Bardoxolone use was also shown to impact the mitochondria. A study reported bardoxolone’s adverse effects on the mitochondria of human microvascular endothelial cells-1. In this model, the authors determined that bardoxolone triggers endothelial damage by inducing proton leakage, decreasing mitochondrial membrane potential and respiratory capacity [86]. These mechanisms were attributed to the reactivity of α-cyano-α, β-unsaturated ketone (CUK) moiety in ring A and the ability of bardoxolone to modify thiols of mitochondrial proteins [86], suggesting that the modification of proteins containing thiol groups might be deleterious (Figure 4B). Supporting the latter, the modification of thiol groups showed disadvantages in other studies using electrophiles. For instance, N-acetylcysteine improved the reduced respiratory capacity induced by dimethyl fumarate, an Nrf2 activator, which might suggest that the oxidation of the thiols was the principal action mechanism of dimethyl fumarate [87]. These data suggest Nrf2 overactivation could lead to irreversible modification of thiol groups, altering proteins that are sensitive to redox state located in the mitochondria.

3.4. Nrf2 in Non-CKD

The upregulation of Nrf2 in cancer has anticancer proprieties in cancer initiation [88,89]. The latter is because Nrf2 maintains the cellular redox state of the cells, regulating cell proliferation and growth [20]. Note that high levels of ROS maintain the activation of proliferation and cell growth through the activation of signaling pathways such as MAPK kinases [9]. However, when Nrf2 is activated, the antioxidant enzymes targeted by Nrf2 will be induced, reducing ROS and preventing cell proliferation and growth. On the other hand, the inactivation of Nrf2 induces high levels of ROS, which might trigger DNA damage, allowing the appearance of mutations and, in turn, activating the proliferative processes involved in cancer initiation [88]. The cancer-progression stage involves genetic and chromosome instability, causing mutations that permit proliferation and apoptosis evasion [88,90]. Thus, Nrf2 avoids ROS increase, impeding DNA damage, mutations, and genomic stability as hallmarks of cancer and its progression.
However, Nrf2 activation in cancer progression is deleterious because it induces resistance to cancer therapy. For example, in the case of radiotherapy, consisting of ionizing radiation (IR) [91], the generation of high levels of free radicals leads to apoptosis cell death [92]. However, a common consequence of IR is the activation of Nrf2, which triggers a significant tolerance to oxidative stress induced by IR, preventing cancer cell death. Therefore, Nrf2 activation might cause resistance to radiotherapy.
In other models, studies demonstrated that Nrf2 activation induces damage in the myocardium of aging cardiomyocyte-restricted human mutant CryAB transgenic mice [93]. Moreover, in autophagy-deficient mice, Nrf2 accumulation and the upregulation of its target genes were the principal cause of liver injury, suggesting that the upregulation of the Nrf2 pathway might result in deleterious consequences [18]. In atherosclerosis, the Nrf2 upregulation caused free-cholesterol accumulation in macrophages because Nrf2 induces the upregulation of CD36, the principal receptor to fatty-acid uptake [94]. The cholesterol accumulation leads to the formation of macrophage foam cells due to the augmented uptake of oxidized low-density lipoproteins (oxLDL). Indeed, LDLs are highly sensitive to oxidation, being rapidly oxidized under ROS overproduction. OxLDLs might damage the mitochondria, inducing lipid peroxidation (Figure 2B) [95].
In summary, in some contexts the upregulation of Nrf2 might not be beneficial; thus, homeostatic control of Nrf2 is required to avoid fatal consequences.

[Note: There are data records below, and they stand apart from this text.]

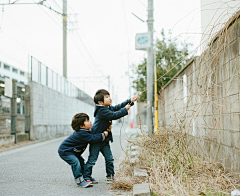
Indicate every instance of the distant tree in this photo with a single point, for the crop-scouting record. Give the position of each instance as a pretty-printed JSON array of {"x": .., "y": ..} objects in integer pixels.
[{"x": 169, "y": 56}]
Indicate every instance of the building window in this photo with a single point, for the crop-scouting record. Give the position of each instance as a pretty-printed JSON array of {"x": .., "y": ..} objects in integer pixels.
[
  {"x": 14, "y": 70},
  {"x": 22, "y": 73},
  {"x": 7, "y": 67}
]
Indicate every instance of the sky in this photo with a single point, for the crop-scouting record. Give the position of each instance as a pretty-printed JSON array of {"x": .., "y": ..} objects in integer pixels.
[{"x": 102, "y": 43}]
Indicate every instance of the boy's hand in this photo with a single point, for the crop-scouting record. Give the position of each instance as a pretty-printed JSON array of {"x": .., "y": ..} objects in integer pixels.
[
  {"x": 106, "y": 133},
  {"x": 128, "y": 106},
  {"x": 109, "y": 128},
  {"x": 134, "y": 98}
]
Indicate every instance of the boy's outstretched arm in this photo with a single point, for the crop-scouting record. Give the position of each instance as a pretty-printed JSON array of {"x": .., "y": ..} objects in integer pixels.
[
  {"x": 114, "y": 115},
  {"x": 123, "y": 104}
]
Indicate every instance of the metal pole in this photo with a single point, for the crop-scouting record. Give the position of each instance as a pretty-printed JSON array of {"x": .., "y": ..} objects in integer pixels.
[
  {"x": 14, "y": 109},
  {"x": 64, "y": 38},
  {"x": 27, "y": 109},
  {"x": 155, "y": 96},
  {"x": 150, "y": 70}
]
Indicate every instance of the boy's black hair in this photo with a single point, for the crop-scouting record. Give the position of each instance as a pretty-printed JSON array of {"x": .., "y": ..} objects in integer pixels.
[
  {"x": 78, "y": 120},
  {"x": 99, "y": 95}
]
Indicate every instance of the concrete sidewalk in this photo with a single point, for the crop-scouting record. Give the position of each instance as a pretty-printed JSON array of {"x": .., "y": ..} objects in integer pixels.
[{"x": 34, "y": 168}]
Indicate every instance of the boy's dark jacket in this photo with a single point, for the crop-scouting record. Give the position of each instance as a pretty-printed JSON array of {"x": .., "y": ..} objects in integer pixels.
[
  {"x": 104, "y": 116},
  {"x": 78, "y": 141}
]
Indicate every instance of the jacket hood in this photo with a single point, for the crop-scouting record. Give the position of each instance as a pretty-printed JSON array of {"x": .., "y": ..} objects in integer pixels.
[{"x": 97, "y": 107}]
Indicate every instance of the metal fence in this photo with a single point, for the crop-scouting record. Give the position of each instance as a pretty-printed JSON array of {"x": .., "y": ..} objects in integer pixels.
[{"x": 42, "y": 74}]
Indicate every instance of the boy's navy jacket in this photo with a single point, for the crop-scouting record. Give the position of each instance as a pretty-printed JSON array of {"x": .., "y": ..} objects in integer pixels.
[
  {"x": 104, "y": 116},
  {"x": 78, "y": 141}
]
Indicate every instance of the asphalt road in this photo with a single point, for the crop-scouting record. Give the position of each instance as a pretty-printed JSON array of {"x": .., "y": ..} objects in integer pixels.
[{"x": 37, "y": 169}]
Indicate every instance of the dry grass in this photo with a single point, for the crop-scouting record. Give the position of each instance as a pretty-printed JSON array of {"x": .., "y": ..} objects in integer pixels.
[{"x": 174, "y": 168}]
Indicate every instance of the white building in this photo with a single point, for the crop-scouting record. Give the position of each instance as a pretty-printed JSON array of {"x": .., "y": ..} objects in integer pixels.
[
  {"x": 12, "y": 72},
  {"x": 214, "y": 15}
]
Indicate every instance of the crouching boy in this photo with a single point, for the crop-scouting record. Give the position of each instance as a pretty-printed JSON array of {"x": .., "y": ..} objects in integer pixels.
[{"x": 74, "y": 145}]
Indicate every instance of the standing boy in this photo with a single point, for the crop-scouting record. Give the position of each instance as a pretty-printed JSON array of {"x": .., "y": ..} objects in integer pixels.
[
  {"x": 72, "y": 147},
  {"x": 104, "y": 114}
]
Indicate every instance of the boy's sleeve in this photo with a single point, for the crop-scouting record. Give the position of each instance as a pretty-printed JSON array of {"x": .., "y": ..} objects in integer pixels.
[
  {"x": 121, "y": 105},
  {"x": 113, "y": 115}
]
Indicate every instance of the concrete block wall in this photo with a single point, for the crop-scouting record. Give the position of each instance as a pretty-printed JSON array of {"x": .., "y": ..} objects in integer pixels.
[
  {"x": 208, "y": 106},
  {"x": 52, "y": 112}
]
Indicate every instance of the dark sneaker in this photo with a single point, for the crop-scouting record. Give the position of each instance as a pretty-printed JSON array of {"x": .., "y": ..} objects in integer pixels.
[
  {"x": 110, "y": 180},
  {"x": 82, "y": 183},
  {"x": 92, "y": 180}
]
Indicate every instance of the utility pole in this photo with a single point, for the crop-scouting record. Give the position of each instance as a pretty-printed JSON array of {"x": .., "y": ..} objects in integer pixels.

4. Clinical Data of Nrf2 Activation in Human CKD

4.1. Endogenous Nrf2 Activation in Human CKD

The transcription factor Nrf2 regulates the gene expression of about 250 target genes involved in redox regulation and antioxidant response, inflammation, heme and iron metabolism, intermediary lipid and carbohydrate metabolism, and reactions of detoxification and biotransformation [96]. An overwhelmingly broad spectrum of factors and cellular conditions that can regulate Nrf2 abundance and activity is known from preclinical studies [97,98,99]. On the contrary, the clinical data on Nrf2 abundance and activity in human CKD are scarce.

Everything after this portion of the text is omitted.